What bothers me the most about the “conversation” scheduled for today is how stacked the deck is. Dr. Marshall Shepherd, AMS President, is a noted scientist. However, he is definitely strongly leaning toward the impacts of anthropogenic climate change. Jim Overland, Arctic researcher at the National Oceanic and Atmospheric Administration (NOAA), will likely espouse the political position of NOAA. Climate Central, which seems to be more independent, still receives a large part of its funding from government agencies, all of which sit in the human-caused climate change camp. Then we have two additional media representatives. One is from the green-based, GE-owned, Weather Channel and the other from the liberally-focused Washington Post. Still, Jason Samenow (Post) may prove to be the most balanced of the five.

Unfortunately, this panel of “experts” is far from the cadre of people (on both sides of the climate change issue) whom I would rate as “experts.”

Given the myriad of weather and climate experts that cover the entire scientific landscape, I would have thought that the White House could have, should have, been far more balanced in its approach to this non-climate event. Why am I surprised that the panel isn’t balanced?

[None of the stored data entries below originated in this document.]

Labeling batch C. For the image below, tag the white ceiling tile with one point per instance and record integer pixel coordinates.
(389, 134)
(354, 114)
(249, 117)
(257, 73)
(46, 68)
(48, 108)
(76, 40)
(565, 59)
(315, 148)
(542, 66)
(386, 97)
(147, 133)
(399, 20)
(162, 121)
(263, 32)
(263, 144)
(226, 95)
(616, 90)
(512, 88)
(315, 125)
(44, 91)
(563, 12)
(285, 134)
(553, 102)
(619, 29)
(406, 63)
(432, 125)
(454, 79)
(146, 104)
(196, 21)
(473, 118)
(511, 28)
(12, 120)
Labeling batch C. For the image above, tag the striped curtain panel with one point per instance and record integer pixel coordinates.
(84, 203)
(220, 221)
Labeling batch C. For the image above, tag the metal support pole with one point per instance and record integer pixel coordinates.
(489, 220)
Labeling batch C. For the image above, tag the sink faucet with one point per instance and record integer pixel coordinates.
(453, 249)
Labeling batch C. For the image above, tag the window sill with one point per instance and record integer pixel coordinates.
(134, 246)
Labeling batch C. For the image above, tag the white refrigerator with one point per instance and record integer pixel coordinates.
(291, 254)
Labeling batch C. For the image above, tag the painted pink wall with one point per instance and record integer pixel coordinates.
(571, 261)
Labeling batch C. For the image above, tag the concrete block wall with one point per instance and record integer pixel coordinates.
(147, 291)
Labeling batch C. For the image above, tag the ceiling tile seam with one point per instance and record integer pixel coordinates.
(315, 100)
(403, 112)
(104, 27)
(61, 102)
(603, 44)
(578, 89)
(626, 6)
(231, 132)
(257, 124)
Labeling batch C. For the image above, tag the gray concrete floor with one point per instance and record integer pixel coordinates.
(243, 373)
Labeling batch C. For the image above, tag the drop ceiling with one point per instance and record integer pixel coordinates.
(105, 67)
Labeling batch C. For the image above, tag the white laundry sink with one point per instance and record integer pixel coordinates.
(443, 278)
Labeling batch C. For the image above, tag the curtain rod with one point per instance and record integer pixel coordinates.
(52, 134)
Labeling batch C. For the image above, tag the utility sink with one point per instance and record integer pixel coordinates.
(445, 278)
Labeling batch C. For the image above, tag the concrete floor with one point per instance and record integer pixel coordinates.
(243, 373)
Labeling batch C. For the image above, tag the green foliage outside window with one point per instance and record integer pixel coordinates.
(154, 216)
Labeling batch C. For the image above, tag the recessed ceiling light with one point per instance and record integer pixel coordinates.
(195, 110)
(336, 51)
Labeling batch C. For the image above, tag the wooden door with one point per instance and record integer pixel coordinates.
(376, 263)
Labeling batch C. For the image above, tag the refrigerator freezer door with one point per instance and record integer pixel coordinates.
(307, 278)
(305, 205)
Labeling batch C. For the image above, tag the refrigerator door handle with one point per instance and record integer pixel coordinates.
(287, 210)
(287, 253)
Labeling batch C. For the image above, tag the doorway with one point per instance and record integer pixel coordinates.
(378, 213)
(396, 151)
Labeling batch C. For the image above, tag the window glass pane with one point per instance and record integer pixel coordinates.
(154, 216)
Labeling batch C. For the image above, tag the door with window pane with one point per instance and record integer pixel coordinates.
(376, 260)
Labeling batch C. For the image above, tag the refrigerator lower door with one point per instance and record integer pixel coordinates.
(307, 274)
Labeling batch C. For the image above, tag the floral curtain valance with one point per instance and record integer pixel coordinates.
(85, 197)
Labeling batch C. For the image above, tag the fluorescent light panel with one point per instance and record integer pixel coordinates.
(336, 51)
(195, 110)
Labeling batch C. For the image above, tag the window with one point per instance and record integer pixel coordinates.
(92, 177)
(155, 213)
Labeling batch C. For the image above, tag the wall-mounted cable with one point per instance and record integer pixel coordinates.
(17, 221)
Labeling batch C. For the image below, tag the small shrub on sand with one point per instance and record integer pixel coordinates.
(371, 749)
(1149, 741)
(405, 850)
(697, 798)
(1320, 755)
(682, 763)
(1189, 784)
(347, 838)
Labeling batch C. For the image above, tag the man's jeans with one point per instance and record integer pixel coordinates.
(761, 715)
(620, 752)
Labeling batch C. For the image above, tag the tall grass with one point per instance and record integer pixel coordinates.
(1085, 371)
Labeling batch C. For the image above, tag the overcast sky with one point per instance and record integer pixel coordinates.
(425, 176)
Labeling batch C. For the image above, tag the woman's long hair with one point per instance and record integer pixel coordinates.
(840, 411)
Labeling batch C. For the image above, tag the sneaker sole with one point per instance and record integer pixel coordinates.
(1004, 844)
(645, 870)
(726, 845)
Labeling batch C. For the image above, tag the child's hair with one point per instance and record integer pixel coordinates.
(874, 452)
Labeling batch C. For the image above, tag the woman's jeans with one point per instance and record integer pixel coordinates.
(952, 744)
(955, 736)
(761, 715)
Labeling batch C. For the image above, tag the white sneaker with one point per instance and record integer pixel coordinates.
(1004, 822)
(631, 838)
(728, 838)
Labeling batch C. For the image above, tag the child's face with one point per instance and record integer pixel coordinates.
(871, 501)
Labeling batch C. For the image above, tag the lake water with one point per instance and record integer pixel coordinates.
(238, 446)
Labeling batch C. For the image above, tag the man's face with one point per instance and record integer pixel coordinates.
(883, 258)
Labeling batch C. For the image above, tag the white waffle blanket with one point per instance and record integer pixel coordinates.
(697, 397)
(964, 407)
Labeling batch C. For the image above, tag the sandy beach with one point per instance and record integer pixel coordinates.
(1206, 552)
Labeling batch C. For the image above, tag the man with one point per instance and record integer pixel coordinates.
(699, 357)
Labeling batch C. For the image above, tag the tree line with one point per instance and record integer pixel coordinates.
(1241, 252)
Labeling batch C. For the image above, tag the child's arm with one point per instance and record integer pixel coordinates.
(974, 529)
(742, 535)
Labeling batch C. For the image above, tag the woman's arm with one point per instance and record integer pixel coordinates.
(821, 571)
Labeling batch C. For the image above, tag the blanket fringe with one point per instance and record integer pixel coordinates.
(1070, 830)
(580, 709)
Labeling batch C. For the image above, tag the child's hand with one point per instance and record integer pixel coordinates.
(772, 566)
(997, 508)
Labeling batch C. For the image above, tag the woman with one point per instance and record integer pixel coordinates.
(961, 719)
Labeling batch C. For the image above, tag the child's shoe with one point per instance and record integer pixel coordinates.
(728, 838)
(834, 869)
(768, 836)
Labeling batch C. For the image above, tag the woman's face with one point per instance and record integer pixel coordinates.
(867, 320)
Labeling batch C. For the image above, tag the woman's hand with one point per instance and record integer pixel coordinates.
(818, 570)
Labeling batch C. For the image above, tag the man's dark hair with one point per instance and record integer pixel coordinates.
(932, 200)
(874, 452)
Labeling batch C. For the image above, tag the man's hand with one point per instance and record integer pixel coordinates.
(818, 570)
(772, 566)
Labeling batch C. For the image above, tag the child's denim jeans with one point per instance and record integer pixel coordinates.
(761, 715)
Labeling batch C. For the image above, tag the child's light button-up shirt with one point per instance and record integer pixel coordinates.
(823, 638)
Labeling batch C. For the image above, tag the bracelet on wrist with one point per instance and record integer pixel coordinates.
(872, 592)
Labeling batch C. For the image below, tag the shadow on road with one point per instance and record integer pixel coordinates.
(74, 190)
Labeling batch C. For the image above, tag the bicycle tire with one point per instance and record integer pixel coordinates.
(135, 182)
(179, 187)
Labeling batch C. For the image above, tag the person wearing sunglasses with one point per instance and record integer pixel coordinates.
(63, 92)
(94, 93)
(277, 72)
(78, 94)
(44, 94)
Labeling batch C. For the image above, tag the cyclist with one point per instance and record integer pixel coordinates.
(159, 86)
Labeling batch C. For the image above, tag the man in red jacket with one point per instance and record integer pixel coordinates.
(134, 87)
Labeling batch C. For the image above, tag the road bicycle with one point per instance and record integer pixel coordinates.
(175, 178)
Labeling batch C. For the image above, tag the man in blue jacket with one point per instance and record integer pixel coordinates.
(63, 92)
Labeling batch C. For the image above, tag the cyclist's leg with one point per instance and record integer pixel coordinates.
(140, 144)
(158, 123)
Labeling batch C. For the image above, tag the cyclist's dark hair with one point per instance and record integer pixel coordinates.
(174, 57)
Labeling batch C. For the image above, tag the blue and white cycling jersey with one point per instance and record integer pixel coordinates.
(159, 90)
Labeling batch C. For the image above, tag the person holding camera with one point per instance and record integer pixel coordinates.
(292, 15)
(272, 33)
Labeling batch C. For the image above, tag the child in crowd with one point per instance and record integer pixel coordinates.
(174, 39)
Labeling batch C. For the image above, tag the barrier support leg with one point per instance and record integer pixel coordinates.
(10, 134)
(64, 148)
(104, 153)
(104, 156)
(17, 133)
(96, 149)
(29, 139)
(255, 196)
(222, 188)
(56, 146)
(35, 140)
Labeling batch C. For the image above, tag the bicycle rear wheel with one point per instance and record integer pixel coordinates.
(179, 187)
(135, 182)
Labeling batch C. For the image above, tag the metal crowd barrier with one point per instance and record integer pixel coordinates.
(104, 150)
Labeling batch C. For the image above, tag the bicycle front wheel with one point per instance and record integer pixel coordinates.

John Flesher, in another AP article (Wed., Jan. 8, 2014), notes that the recent cold spell actually has many positives. These include killing large numbers of some insect larvae (e.g., emerald ash borer) that are devastating trees across the Upper Midwest; an increased ice cover across some of the Great Lakes, suggesting some relief from low lake levels during spring months; and in the Deep South, improved orange sweetness because the fruits won’t mature as quickly.

Skiing across places like Michigan and Minnesota has certainly received a fiscal shot in the arm; ice fishing and ice sailing across the Upper Midwest is clearly safer due to deeper lake ice; and snow removal services have made lots of money.

There are many negatives, as well. For example, some city snow removal budgets have taken a hit. Transportation has been significantly disrupted (with thousands of flight cancellations daily for almost a week) due to snow and cold. And schools across the Nation have suffered a spate of snow and cold cancellations.

For years, however, local snow removal budgets have enjoyed surpluses. Had city bureaucrats stockpiled money (as they stockpile salt and sand) they would have had funds available this year. Flight cancellations were not only linked to weather. They were linked to recent (2010) FAA rule changes that penalized airlines for tarmac and other delays and passenger inconvenience. This has forced airlines to be more proactive in cancelling flights in advance. In olden days, flights may have still have been completed. Now, they are cancelled. This self-fulfilling prophesy of linking impacts to supposed weather causation is seriously flawed. Finally, while some school districts (e.g., the entire state of Minnesota) were concerned about student safety (students standing at bus stops in minus 50 wind chill readings), other school districts were faced with buses and school buildings that had been idle for two weeks of holiday break. Starting buses in such cold weather could have caused damage to the engines. Some school heating systems may not have worked properly.

On the economic front, various experts talking on TV financial news shows noted that the overall impact to the U.S. economy was expected to be minimal. Fossil fuel supplies seemed to be adequate to handle the cold spell, without shortages developing. The Florida cold did not seem to be enough to damage produce.

Finally, the beauty of the arctic outbreak, can’t be dismissed. Postings across Facebook, other social media and news web sites showed frozen river and lake waters, frozen waterfalls, ice-laden Great Lakes lighthouses and buildings, frosty bank thermometer signs, encased humans and much more. The patterns and images that nature brings forth sometimes require extreme measures.

My contribution to this collective of wintry images is this water vapor based satellite image from February 2007. It shouldn’t take much imagination to see that Old Man Winter (thanks to the arrangement of 5 cyclonic swirls comprising the “polar vortex”) is glaring at all of us mere mortals (Fig. 1). Keep this image at the ready so that when the next cold wave arrives, you’ll know who is really in charge (the forces of nature).